ScalabilityTest

This is a rough rendering of a page from the old Prevayler wiki. Please see the new wiki for current documentation.

The scalability test's goal is to compare Prevayler's scalability to that of DBMSs such as Oracle, MySQL and SQLServer.

It is composed of two tests:
#Query Scalability Test - Measures how many queries the test subjects can handle per second.
#Manipulation Scalability Test - Measures how many manipulations the test subjects can handle per second.
The tests run against a defined subject interface. There are two scalability test subject implementations: the JDBC implementation, which uses any SQL database to store its objects, and the Prevayler implementation, which uses plain Java objects.


How does each scalability test work?
First, it creates a number of RecordObjects. This number can be configured to 100k, 1M or 10M objects. When the subject is a database, these RecordObjects are mapped directly to rows in a table.

Then, the test runs for several one minute rounds. For each round, the number of test threads is increased by one. These test threads are threads that perform the greatest ammount of queries (query test) or manipulations (manipulation test) they can during that one minute.

The tests are limited to very simple operations so that the relational databases can cope:
-Each query is a simple attribute equality query (WHERE NAME='NAME1234') and returns a List of 10, 100 or 1000 RecordObjects depending on the number of RecordObjects initially created.
-Each manipulation is a transaction with one RecordObject deletion, one insertion and one update, all by ID.

Isn't it unfair for the database to have to read from disk while Prevayler uses RAM only?
You must give your database enough RAM so that it can keep all its data blocks in RAM and not have to read from disk either. @;) The results are only considered valid if you do that.


See: ScalabilityTestResults for results and easy instructions on how to run the tests for yourself.
How if the query is consisting complex condition (using AND, OR, etc) and with complex relation (JOIN, INNER-JOIN, etc)? Since what I got in mind, good RDBMS not only can store data, but it must provide a way to retreive needed data fast.
I'm not talking about simple guess-book-like table, but more to real, big enterprise database here..
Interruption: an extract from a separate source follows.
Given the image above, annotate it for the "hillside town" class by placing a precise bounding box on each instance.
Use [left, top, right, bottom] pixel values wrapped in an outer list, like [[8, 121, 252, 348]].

AND? OR? JOIN? INNER-JOIN? All too simple. How about a query based on polimorphically evaluated methods based on the current millisecond? Can your database even handle that? Even object databases are notoriously better than relational databases for complex queries. I have chosen a very simple query on purpose to handicap Prevayler and give relational databases a better chance. --KlausWuestefeld.


Ok, this is what I'm looking for. I can download and use prevayler on my next project, but too bad... I don't know how to perform complex query on my collections. Is there any sample or resources that I can visit to learn more about this things? so I can rely on prevayler to perform my database queries.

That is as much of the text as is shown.